In conclusion, the Clinical Network Big Data and Personalised Health Project represents the first large hospitalized cohort in the South of Italy with the aims of implementing a platform that supports clinics, predicts the risk of morbidity, hospitalization and mortality, and improves the concept of personalized medicine.

In addition to the diversity of data collected within this framework, we are working towards integrating additional types of data, including both internal (neuroimaging, blood markers) and external exposomes (air pollution, drug prescriptions).
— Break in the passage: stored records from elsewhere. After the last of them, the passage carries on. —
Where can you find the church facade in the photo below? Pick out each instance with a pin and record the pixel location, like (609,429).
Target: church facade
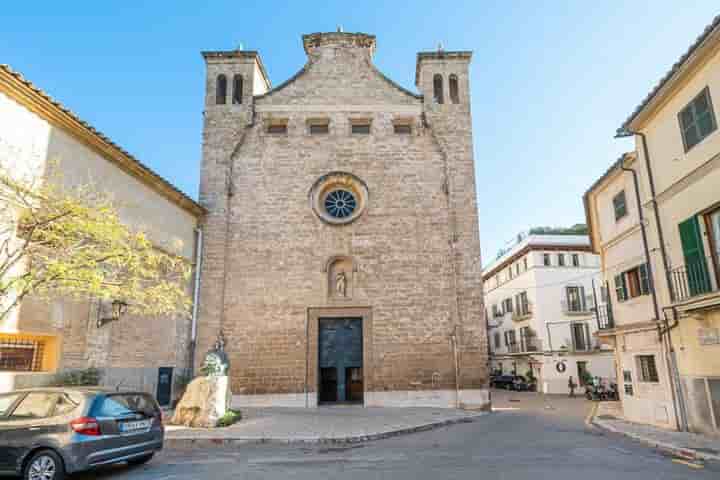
(341,248)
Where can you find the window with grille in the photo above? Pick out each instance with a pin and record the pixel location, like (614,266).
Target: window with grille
(697,120)
(319,129)
(237,89)
(19,355)
(361,128)
(619,205)
(277,128)
(221,90)
(402,129)
(647,368)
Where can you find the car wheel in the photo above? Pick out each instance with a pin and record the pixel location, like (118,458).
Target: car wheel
(140,460)
(44,465)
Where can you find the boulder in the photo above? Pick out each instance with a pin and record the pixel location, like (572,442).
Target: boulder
(206,399)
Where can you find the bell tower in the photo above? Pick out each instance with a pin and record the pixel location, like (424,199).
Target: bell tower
(443,79)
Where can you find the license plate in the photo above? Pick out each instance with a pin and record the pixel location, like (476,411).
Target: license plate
(135,426)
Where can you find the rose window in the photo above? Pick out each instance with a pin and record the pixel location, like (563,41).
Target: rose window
(340,203)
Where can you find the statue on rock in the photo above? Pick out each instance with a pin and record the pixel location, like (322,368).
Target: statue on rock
(207,397)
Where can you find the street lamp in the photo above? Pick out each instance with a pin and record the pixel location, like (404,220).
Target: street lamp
(118,308)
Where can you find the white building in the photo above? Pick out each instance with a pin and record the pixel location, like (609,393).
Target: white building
(540,297)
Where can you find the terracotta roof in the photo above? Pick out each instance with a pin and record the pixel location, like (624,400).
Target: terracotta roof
(715,24)
(121,157)
(616,165)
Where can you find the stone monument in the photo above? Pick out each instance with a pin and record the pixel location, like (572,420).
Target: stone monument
(207,397)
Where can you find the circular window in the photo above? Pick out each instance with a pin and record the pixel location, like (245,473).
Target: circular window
(338,197)
(340,203)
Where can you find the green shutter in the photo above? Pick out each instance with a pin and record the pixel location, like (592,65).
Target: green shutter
(644,279)
(620,287)
(696,271)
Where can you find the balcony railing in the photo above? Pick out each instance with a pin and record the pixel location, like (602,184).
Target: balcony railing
(586,345)
(582,306)
(527,345)
(692,279)
(523,314)
(605,318)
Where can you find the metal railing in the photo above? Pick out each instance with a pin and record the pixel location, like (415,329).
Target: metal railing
(582,306)
(692,279)
(524,313)
(527,345)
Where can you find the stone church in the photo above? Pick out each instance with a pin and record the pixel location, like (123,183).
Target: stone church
(342,254)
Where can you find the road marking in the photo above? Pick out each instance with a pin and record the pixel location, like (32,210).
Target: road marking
(324,459)
(688,463)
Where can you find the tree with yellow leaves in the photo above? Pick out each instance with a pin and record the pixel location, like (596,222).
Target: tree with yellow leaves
(58,242)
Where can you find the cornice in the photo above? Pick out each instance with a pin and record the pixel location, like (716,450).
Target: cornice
(38,102)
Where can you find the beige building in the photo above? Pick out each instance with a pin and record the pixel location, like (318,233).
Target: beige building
(541,296)
(343,255)
(40,339)
(678,168)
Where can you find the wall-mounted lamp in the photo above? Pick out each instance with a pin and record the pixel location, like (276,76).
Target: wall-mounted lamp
(118,308)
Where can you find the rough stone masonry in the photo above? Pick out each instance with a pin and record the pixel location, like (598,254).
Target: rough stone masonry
(342,253)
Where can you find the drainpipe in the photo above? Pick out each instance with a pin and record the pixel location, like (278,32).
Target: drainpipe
(656,307)
(673,373)
(196,297)
(453,340)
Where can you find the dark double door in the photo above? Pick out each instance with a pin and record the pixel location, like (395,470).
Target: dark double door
(340,360)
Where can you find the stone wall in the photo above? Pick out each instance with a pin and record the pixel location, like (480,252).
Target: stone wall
(415,251)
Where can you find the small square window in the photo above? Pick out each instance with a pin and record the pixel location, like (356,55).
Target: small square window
(647,368)
(361,129)
(697,119)
(619,205)
(319,128)
(402,129)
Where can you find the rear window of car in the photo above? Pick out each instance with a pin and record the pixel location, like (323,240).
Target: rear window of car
(121,405)
(35,405)
(6,401)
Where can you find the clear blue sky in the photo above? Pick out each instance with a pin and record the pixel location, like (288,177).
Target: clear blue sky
(551,81)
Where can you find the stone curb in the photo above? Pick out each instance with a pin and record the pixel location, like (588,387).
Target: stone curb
(208,441)
(682,452)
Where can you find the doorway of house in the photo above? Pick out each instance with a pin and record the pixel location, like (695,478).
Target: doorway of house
(340,360)
(164,386)
(582,373)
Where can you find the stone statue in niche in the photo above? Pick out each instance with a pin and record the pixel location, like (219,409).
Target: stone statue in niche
(339,272)
(340,284)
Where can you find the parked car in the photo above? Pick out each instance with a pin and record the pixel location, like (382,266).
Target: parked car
(49,432)
(509,382)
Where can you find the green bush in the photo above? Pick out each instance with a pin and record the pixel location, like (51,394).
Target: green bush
(230,417)
(88,377)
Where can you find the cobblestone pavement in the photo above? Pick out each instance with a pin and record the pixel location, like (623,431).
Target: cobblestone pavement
(683,443)
(529,437)
(353,423)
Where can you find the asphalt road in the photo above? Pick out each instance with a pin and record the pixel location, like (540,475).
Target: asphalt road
(528,437)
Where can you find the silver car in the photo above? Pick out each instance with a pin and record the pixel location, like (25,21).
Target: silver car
(46,433)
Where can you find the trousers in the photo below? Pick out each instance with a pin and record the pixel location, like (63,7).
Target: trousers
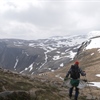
(76,92)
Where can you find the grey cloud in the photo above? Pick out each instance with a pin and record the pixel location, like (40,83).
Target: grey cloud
(55,18)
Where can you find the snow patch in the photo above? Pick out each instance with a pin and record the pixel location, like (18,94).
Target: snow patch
(16,63)
(61,65)
(95,43)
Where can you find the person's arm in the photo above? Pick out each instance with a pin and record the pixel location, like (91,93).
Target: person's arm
(69,71)
(67,75)
(82,72)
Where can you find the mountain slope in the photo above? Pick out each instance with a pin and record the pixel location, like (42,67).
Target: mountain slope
(38,56)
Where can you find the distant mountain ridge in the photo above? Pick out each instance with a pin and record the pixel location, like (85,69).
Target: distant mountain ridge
(37,56)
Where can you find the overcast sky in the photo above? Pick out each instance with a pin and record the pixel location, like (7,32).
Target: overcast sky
(34,19)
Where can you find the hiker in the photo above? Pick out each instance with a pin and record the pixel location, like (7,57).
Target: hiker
(74,73)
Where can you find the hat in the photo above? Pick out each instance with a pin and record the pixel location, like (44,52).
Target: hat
(77,63)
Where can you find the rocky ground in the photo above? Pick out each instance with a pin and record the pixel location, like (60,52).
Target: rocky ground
(14,86)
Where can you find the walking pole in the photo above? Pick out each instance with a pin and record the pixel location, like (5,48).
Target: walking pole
(89,88)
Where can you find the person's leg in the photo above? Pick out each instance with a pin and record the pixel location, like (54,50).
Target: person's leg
(76,93)
(70,92)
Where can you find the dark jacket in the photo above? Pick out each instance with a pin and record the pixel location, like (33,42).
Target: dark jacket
(79,71)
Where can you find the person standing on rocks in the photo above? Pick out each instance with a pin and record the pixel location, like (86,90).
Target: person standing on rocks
(74,73)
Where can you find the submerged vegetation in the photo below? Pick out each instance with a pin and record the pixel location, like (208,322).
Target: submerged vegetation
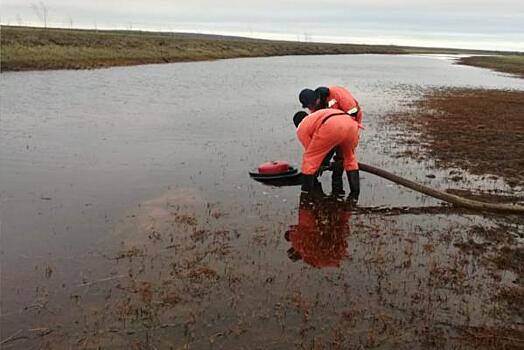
(460,133)
(26,48)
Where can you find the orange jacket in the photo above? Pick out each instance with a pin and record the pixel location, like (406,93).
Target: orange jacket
(310,124)
(340,98)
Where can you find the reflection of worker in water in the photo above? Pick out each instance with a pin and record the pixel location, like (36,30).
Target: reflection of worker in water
(319,238)
(320,132)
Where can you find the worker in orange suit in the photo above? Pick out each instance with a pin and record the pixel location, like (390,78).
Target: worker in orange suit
(322,131)
(333,97)
(320,237)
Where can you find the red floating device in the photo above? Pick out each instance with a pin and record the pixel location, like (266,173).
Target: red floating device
(273,167)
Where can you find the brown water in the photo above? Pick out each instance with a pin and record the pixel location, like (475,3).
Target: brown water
(128,218)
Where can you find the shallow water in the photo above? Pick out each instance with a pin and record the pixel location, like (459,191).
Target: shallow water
(96,163)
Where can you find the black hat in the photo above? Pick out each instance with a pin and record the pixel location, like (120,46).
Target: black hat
(298,117)
(307,97)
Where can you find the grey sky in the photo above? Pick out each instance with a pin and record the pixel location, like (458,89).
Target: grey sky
(460,23)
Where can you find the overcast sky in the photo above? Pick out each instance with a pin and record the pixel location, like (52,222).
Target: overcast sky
(494,24)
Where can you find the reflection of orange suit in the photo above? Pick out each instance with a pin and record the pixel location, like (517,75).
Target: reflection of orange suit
(341,98)
(323,130)
(320,236)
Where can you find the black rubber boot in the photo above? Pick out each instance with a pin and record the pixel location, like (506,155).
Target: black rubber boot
(308,183)
(337,185)
(354,184)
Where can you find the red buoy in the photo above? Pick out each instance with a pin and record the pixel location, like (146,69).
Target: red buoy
(273,167)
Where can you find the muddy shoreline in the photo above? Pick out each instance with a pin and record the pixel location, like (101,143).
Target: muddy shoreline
(479,130)
(451,126)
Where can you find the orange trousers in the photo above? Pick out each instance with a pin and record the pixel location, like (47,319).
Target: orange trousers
(339,130)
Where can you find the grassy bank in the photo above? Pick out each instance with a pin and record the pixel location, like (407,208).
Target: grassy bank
(36,48)
(507,64)
(25,48)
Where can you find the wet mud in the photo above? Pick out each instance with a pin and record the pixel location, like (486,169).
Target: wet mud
(474,129)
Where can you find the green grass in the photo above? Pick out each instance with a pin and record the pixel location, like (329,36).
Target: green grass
(26,48)
(513,64)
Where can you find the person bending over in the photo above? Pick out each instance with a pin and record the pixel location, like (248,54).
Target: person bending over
(322,131)
(336,97)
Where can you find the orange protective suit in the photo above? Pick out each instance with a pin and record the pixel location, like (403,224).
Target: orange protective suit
(320,237)
(340,98)
(323,130)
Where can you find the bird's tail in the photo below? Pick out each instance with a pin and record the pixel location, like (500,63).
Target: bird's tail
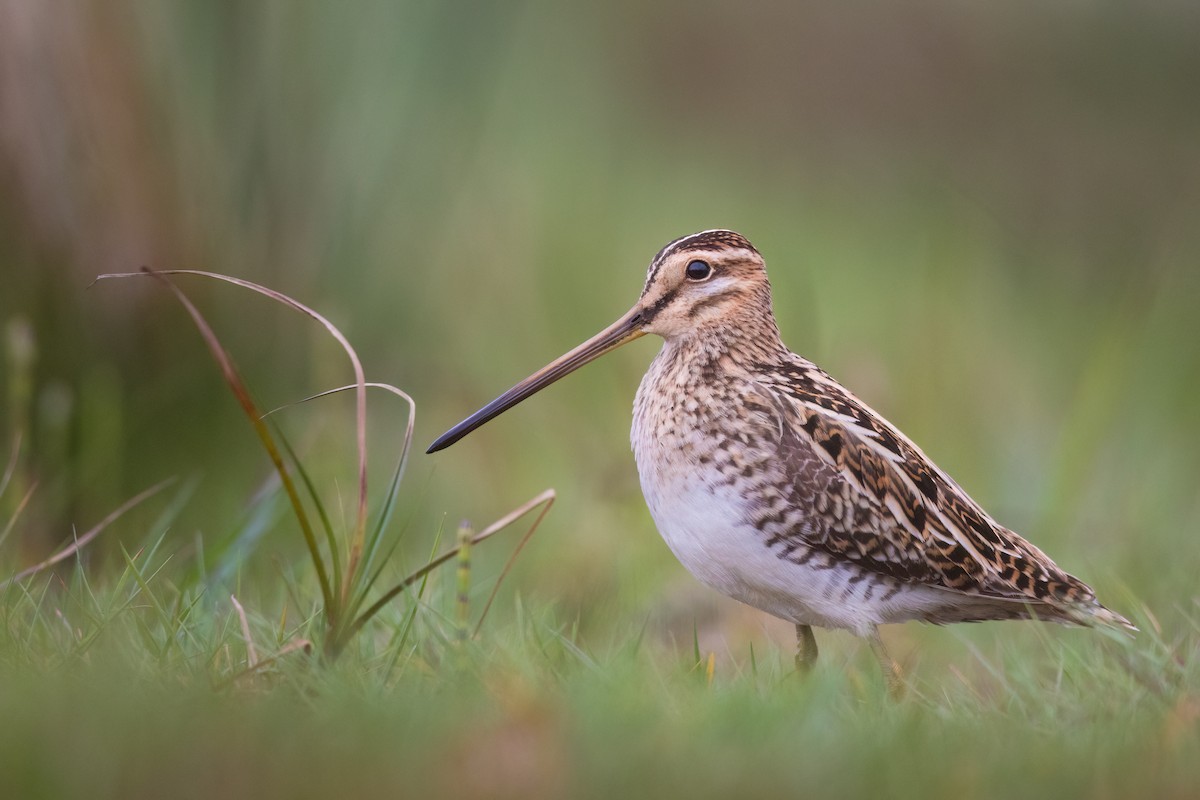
(1097,615)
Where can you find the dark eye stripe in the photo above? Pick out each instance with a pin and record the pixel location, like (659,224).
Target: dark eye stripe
(697,270)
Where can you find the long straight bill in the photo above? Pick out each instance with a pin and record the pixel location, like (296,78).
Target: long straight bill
(627,329)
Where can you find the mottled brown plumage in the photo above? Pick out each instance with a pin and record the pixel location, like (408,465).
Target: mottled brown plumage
(777,486)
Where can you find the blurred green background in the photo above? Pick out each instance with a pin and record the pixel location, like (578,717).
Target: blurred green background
(984,218)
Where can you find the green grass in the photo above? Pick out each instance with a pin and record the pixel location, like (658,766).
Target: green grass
(125,685)
(192,672)
(978,216)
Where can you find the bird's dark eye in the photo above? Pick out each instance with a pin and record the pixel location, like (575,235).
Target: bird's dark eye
(699,270)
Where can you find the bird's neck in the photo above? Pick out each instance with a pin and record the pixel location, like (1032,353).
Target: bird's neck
(745,340)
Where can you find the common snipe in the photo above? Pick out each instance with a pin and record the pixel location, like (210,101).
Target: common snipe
(777,486)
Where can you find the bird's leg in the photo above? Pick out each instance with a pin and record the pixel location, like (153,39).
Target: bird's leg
(891,668)
(805,649)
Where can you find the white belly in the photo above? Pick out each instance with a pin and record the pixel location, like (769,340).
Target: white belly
(703,528)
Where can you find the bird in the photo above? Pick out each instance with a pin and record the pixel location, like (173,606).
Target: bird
(774,485)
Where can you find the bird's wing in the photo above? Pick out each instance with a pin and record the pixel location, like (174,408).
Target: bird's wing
(901,515)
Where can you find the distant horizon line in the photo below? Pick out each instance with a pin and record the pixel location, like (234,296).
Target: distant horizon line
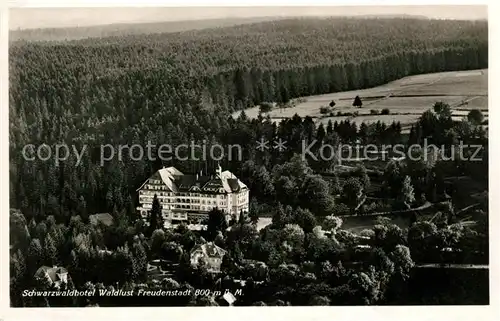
(280,17)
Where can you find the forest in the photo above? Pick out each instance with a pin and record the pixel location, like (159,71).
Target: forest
(172,88)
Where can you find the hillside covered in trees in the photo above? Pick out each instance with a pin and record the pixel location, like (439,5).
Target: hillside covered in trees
(175,87)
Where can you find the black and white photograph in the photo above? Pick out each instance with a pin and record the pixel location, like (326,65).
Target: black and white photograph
(248,156)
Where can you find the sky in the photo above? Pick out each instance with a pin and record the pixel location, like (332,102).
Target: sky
(27,18)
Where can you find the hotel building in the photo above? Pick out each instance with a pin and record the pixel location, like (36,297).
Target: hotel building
(189,198)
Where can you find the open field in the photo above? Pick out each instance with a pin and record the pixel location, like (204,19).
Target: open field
(407,98)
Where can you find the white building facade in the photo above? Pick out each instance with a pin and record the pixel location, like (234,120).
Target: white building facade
(189,198)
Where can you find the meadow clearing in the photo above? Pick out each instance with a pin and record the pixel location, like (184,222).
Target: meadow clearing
(406,99)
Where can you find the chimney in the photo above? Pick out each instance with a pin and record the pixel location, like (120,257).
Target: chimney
(218,171)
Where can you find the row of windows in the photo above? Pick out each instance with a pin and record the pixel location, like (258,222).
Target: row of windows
(168,201)
(145,192)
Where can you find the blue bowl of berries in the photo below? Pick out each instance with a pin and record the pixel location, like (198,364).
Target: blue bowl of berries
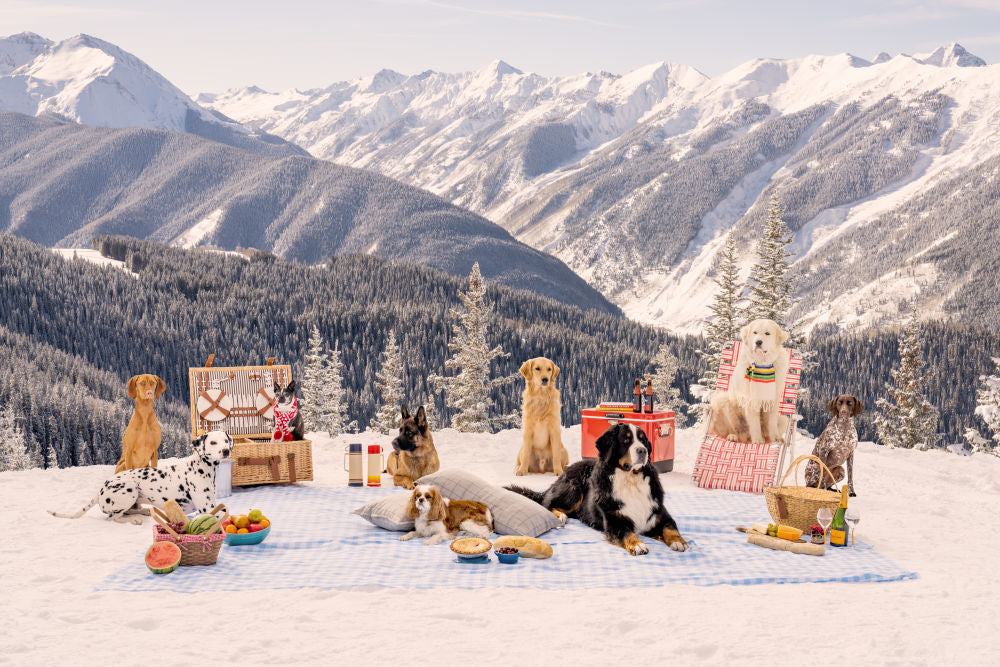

Similar attempts were already carried out on a smaller scale within the institute, e.g., integrating L-Dopa dosages taken by Parkinson’s disease patients, anamnestic and clinical characteristics and genetic data to identify features predicting the risk of L-Dopa induced dyskinesia.

Future Perspective

This represents a prominent example of how different types of EHRs may be used together in pharmacoepidemiology and translational medicine through a personalized approach. Also, to favour the exploitability of our data and in an open science perspective, we aim to make data available to the scientific community for potential collaborations (see Data Availability Statement) so as to speed up research in the field and improve the identification of novel risk factors for common diseases and data patterns predicting re-hospitalization risk.